Thursday, November 21, 2013

The Republican Bluff Finally Got Called

It was well past time to end years and years of inexcusable partisan obstruction. The Republicans are unlikely ever again to be in the majority, and so it was time:
It’s hard not to see the Senate rule change Thursday as too little, too late. Liberals wanted Senate Majority Leader Harry Reid to push to end the filibuster at the start of this Senate session, but he at least twice relied on a handshake deal with Mitch McConnell that Republicans would stop their unprecedented obstruction campaign against President Obama’s nominees.

Of course, “everybody” knew how that would turn out, but “everybody” doesn’t sit in the Senate; it wasn’t until recently that tragically cautious Democrats like Dianne Feinstein and Max Baucus came around.

...Now, on the heels of Reid holding his fractious and often cowardly caucus together last month, to stop the GOP’s government shutdown and debt-ceiling hostage taking, it looks like Democrats are finally learning that appeasing bullies only enables them.

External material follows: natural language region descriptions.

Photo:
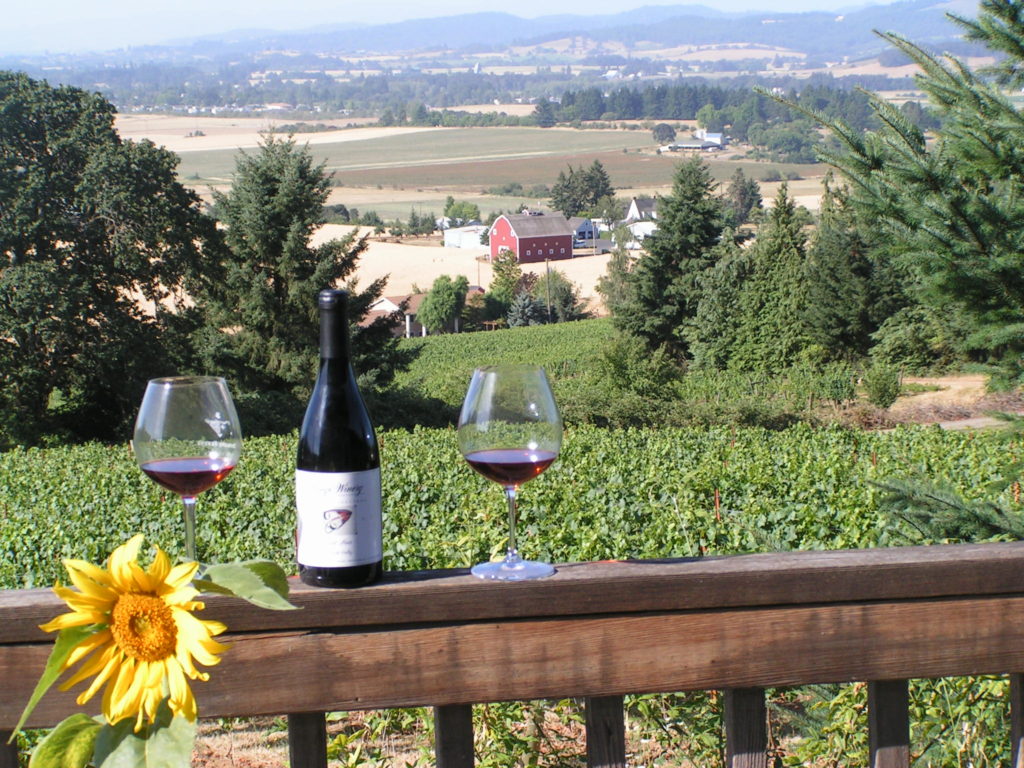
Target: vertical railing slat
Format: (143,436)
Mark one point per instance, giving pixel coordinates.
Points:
(454,736)
(8,753)
(745,728)
(605,732)
(307,739)
(1017,720)
(889,724)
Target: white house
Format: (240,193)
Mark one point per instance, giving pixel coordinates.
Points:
(642,209)
(465,237)
(642,229)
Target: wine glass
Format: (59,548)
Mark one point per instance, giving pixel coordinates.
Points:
(510,431)
(187,438)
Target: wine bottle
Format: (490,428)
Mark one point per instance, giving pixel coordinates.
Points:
(337,473)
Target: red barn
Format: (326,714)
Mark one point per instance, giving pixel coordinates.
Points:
(531,237)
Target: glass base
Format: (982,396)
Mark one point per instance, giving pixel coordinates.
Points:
(512,570)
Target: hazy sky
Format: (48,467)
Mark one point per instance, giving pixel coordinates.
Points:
(28,26)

Listening to McConnell and Sen. Chuck Grassley rail against the Democrats’ power grab in the Senate on Thursday, you almost had to admire their chutzpah and capacity for projection – and their trust that the media would let them get away with it. Grassley really has himself to blame: by crusading against Obama’s right to fill vacancies in the crucial but conservative-dominated D.C. Circuit Court of Appeals, brazenly calling it “court-packing,” he finally convinced moderate Democrats that they were dealing with unreasonable power-mad adversaries.